The bar had one citation, issued in 2007 — distributing alcohol to a minor — under it’s current ownership, according to state records.
There is a process which could result in the bar being closed because of community concern, commerce department spokesman Matt Mullins said. If residents contact their township trustees, the officials can submit a request to the state that the bar’s liquor license be revoked when is up for renewal in June 2015, he said.
Club Sahari is one of the many bars in the county where deputies make frequent calls of service and checks, said Clark County Sheriff Gene Kelly. These calls take up many hours of sheriff’s deputies’ time, and with alcohol involved in many of the cases, there is always a safety threat, he said.
“The calls drain manpower, they take our resources away from other duties and every one of them is a potentially very violent, confrontational situation,” he said.

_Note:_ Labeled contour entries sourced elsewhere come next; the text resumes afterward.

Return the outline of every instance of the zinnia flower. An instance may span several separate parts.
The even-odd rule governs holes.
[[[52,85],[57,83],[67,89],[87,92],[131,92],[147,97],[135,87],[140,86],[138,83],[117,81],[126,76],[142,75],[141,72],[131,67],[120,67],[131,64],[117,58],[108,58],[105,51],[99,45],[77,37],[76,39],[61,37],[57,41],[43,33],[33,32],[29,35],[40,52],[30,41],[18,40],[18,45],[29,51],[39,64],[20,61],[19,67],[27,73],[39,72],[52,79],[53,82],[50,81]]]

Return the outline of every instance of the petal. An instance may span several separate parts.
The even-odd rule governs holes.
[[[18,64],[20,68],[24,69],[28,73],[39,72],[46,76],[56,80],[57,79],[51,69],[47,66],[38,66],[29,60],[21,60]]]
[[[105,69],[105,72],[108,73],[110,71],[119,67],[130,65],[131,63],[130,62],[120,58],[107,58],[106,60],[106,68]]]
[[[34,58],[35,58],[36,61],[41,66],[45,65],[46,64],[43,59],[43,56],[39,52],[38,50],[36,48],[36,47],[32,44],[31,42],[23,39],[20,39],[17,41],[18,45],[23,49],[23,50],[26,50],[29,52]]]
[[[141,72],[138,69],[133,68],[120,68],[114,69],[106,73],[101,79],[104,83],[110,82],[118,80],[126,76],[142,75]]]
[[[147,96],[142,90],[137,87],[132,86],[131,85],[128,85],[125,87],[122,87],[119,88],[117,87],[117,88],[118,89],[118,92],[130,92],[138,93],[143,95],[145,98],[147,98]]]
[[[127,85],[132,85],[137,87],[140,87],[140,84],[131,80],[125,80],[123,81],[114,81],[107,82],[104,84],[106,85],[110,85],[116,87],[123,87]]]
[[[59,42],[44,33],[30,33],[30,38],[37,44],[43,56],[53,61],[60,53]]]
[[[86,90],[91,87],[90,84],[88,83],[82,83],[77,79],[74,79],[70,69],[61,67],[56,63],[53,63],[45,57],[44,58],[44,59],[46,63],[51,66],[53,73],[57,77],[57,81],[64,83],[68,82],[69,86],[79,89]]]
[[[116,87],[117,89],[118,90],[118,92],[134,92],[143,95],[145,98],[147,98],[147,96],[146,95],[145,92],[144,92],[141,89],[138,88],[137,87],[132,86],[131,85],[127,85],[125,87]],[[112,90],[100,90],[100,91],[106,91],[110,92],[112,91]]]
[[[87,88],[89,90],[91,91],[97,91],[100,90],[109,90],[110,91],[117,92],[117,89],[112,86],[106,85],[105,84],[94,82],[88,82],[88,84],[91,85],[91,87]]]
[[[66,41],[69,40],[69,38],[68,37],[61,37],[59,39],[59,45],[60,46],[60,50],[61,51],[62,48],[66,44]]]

Citations at bars in the county range from domestic disputes to weapons calls, Kelly said, and deputies responding to calls such as a large fight or a fight with weapons are advised to call for a backup response. That leads to more manpower being spent on these incidents.
“Often the violence and the rowdiness from the taverns usually spills over into residential neighborhoods,” he said.
Some of the calls that include the bar as a location are not stemming from Club Sahari visitors, Harris said.
“We get blamed for a lot of things that aren’t us just because it happens in the parking lot or in the vicinity,” she said.
But Harris acknowledged that arguments or domestic disputes are “part of the business” of running a bar, and said she has called deputies to her bar when she knows it is needed.
“I will fix problems if I know about them and I know I can change them,” Harris said.
Neighbors who live near Sahari Club have discussed the problems they believe are issues caused by the bar, Allabaugh said.
“We just wish the bar was somewhere where you’re not going to impact people like this,” she said, “or do it responsibly and take into consideration your neighbors.”